Siły zbrojne
Misja Baltic Air Policing: ponad 100 przechwyceń w 2018 roku
Ponad sto lotów w celu przechwycenia samolotów lecących w pobliżu granic krajów bałtyckich wykonali w tym roku piloci państw NATO uczestniczących w misji Baltic Air Policing.
Obecnie w Szawłach na Litwie dyżurują belgijskie F-16, a w estońskim Ämari niemiecki kontyngent z myśliwcami Eurofighter. Oba państwa przejęły obowiązki pod koniec sierpnia. W Ämari stacjonuje pięć Eurofighterów. Niemiecki kontyngent liczy 135 osób, przywiózł 140 ton sprzętu i materiałów i dyżuruje przez dwie kolejne zmiany – łącznie osiem miesięcy.
Oprócz rutynowych lotów treningowych samoloty są podrywane do misji Alpha Scramble – gdy chodzi o rzeczywiste przechwycenie samolotu w pobliżu granic państw bałtyckich, zidentyfikowanie go i sprawdzenie, czy leci zgodnie ze zgłoszonym planem. Alarm w takich sytuacjach zarządza regionalne wielonarodowe dowództwo sił powietrznych NATO w Uedem w Nadrenii Północnej-Westfalii w Niemczech.
Jak powiedział dziennikarzom dowódca bazy w Ämari ppłk Uelar Lohmus, w ubiegłym roku lotów Alpha Scramble było 130. W tym roku było ich ponad sto, w tym do początku sierpnia 85. Od czasu przejęcia pod koniec sierpnia obowiązków przez obecną zmianę sojusznicze samoloty wykonały 28 lotów na przechwycenie. 16 razy uczestniczyli w nich piloci niemieckich Eurofighterów, 12 razy belgijskich F-16 stacjonujących na Litwie.
Od ogłoszenia alarmu para dyżurna musi być w powietrzu w ciągu 15 minut – przypomniał dowodzący niemieckim kontyngentem ppłk Soeren Richter.
Jeden z niemieckich pilotów w stopniu majora zapytany o zachowanie przechwytywanych rosyjskich samolotów odpowiedział, że Rosjanie "są bardzo profesjonalni". "Nie dochodzi do niebezpiecznych sytuacji, mają prawie zawsze plan lotu i kontakt radiowy z cywilną kontrolą ruchu powietrznego.

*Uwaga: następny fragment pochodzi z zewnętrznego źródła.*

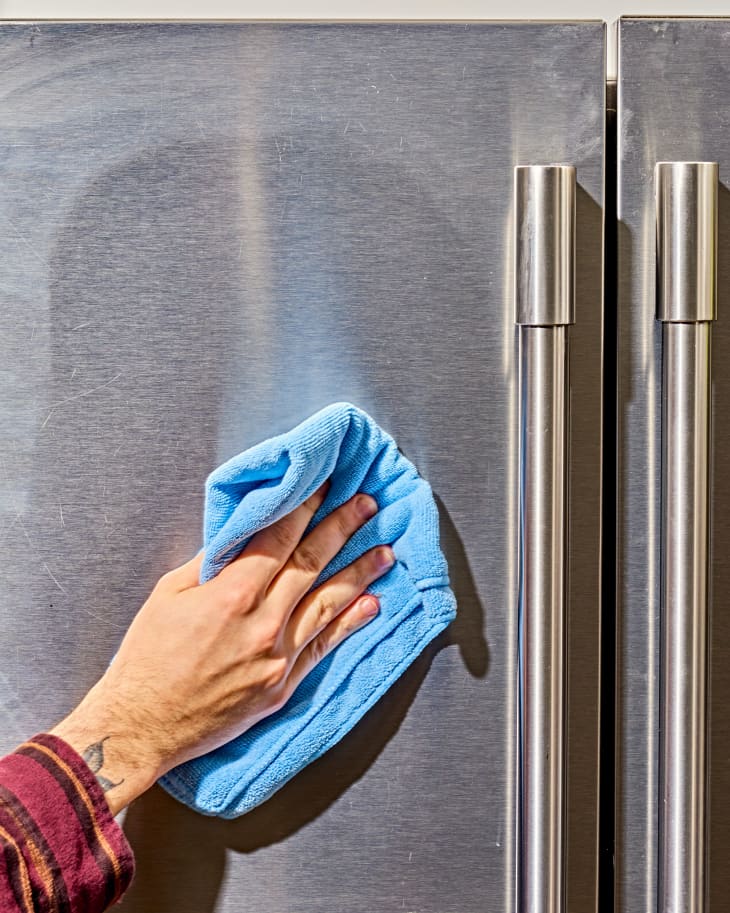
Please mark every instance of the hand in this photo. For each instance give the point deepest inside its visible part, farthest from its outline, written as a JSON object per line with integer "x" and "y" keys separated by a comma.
{"x": 200, "y": 664}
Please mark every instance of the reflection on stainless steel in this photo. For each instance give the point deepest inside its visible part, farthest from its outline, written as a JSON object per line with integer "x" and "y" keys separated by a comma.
{"x": 545, "y": 245}
{"x": 207, "y": 232}
{"x": 686, "y": 205}
{"x": 544, "y": 281}
{"x": 687, "y": 126}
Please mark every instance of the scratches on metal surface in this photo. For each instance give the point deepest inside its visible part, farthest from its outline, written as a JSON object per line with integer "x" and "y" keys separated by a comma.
{"x": 83, "y": 393}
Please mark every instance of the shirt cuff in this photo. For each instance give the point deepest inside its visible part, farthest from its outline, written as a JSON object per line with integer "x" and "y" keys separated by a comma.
{"x": 74, "y": 854}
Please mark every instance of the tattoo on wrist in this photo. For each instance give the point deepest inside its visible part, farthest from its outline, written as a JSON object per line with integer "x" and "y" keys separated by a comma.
{"x": 94, "y": 757}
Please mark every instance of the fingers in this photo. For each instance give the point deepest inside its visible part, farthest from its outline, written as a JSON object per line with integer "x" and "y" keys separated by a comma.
{"x": 316, "y": 550}
{"x": 270, "y": 549}
{"x": 353, "y": 618}
{"x": 320, "y": 608}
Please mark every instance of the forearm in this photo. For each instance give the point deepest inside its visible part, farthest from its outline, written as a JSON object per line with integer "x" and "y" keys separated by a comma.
{"x": 60, "y": 847}
{"x": 114, "y": 746}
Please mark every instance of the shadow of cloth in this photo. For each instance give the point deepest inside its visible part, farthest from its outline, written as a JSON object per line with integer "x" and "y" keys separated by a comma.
{"x": 181, "y": 855}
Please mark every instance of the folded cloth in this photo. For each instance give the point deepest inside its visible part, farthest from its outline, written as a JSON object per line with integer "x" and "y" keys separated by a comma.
{"x": 252, "y": 491}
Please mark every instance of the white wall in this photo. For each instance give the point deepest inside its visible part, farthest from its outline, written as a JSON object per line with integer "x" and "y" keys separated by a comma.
{"x": 358, "y": 9}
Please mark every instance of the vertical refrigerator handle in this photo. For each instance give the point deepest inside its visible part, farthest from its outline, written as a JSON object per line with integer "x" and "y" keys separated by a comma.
{"x": 686, "y": 213}
{"x": 544, "y": 298}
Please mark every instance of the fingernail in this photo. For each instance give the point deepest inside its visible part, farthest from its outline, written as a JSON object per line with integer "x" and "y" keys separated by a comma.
{"x": 370, "y": 606}
{"x": 386, "y": 557}
{"x": 366, "y": 506}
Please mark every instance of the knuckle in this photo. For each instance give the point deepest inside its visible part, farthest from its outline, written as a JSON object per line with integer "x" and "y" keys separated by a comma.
{"x": 325, "y": 609}
{"x": 268, "y": 635}
{"x": 241, "y": 595}
{"x": 307, "y": 560}
{"x": 317, "y": 650}
{"x": 282, "y": 533}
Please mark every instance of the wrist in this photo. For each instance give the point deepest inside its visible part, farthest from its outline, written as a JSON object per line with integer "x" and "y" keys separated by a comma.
{"x": 106, "y": 737}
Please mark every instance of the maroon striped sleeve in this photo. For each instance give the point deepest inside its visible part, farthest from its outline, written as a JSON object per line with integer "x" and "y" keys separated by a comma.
{"x": 61, "y": 851}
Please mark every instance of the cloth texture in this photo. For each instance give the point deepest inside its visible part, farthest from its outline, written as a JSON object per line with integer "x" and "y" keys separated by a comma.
{"x": 60, "y": 848}
{"x": 252, "y": 491}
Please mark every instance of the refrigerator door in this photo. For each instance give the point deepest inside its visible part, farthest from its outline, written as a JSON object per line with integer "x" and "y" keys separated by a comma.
{"x": 207, "y": 232}
{"x": 673, "y": 736}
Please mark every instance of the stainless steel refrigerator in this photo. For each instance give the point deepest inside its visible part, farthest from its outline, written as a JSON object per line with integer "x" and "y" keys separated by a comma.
{"x": 209, "y": 231}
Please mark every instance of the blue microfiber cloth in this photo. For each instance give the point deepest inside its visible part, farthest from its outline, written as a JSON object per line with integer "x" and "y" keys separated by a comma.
{"x": 257, "y": 488}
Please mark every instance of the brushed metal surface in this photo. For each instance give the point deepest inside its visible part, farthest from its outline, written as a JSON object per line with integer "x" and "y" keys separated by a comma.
{"x": 206, "y": 233}
{"x": 543, "y": 523}
{"x": 658, "y": 124}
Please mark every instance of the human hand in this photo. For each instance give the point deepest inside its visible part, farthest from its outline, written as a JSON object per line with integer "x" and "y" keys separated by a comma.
{"x": 201, "y": 664}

Krótko się pozdrawiamy, robimy dokumentację fotograficzną" – dodał. Personaliów osób służących w niemieckim kontyngencie nie ujawnia się, znane są tylko nazwiska jego kolejnych dowódców.
Misja Baltic Air Policing trwa od 2004 roku. Trzy kraje bałtyckie wstąpiły wtedy do NATO, a ponieważ nie dysponują one własnymi samolotami myśliwskimi, sojusz postanowił zagwarantować ochronę ich przestrzeni powietrznej. Myśliwce NATO stacjonują od tamtej pory w Szawlach (Sziauliai) na Litwie. W 2014 roku misję wzmocniono, włączając do Baltic Air Policing bazę w estońskim Aemari; wtedy także część zwiększonych sił stacjonowała w Polsce.
Polska uczestniczy w misji nad krajami bałtyckim od 2006 roku, dotychczas Polski Kontyngent Wojskowy Orlik odbył siedem zmian. Polska wysyłała po cztery MiGi-29; w 2017 r. po raz pierwszy na misję poleciały polskie F-16.
Roman
Co też wygaduje ten anonimowy Herr Major z Bundesluftwaffe "Rosjanie są bardzo profesjonalni. Nie dochodzi do niebezpiecznych sytuacji, mają prawie zawsze plan lotu i kontakt radiowy z cywilną kontrolą ruchu powietrznego. Krótko się pozdrawiamy, robimy dokumentację fotograficzną - dodał". Te słowa jeśli nie zostały przekręcone są w zupełnej sprzeczności z opiniami o rosyjskich lotnikach, latających bardzo nieprofesjonalnie, wręcz stwarzających niebezpieczne sytuacje w powietrzu, nie kontaktujących się z cywilną kontrolą przestrzeni powietrznej, nie posiadających planów lotu itd.itd., które są powielane we wszystkich mediach. Kto tu z kogo kpi, czy anonimowy major niemieckiego lotnictwa, czy media a wraz z nimi różni politykierzy? A może to tylko do samolotów z czarnym krzyżem i ich pilotów tak "uśmiechają się" z kabin swoich samolotów lotnicy z pod czerwonej gwiazdy?
ccc
Nie wierzę w to, że te trzy kraje nie stać było od 2004 roku na wspólny zakup chociażby 18 na przykład F-16 nawet używanych w dobrym stanie. Im jest tak wygodnie nie ponoszą żadnych kosztów obrony swojego nieba, a jeszcze kontyngenty u nich stacjonujące muszą płacić niemałe pieniądze !
p.pancerny
air policing przy uzyciu mysliwcow nie ma sensu w 21 wieku. balony obserwacyjne zawieszone w stratosferze z mozdziezami laserowymi sa juz w fazie zaawansowanych testow w korei - beda stosowane do patrolowania przestrzeni powietrznej przy granicy z chinami. sa przy tym efektywne kosztowo. mozna zakupic licencje tak jak w przypadku podwozi do kraba
londyńczyk z Polski
I co z tego wynika - po to są samoloty pilnujące z innych krajów które pilnują obce tereny narodowe ? Czy ma to świadczyć o ich okupacji - chyba nie ! Jeśli autorowi o to chodziło - to trafnie zasygnalizował iż może rzeczywiście , te samoloty okupują inne kraje .... Tego nie wiem ale myślę że autor co innego miał na myśli ? Że samoloty Rosji należy szpiegować czy lecą prawidłowo do swojego kraju i czy utrzymują obrany kurs i stałą prędkość !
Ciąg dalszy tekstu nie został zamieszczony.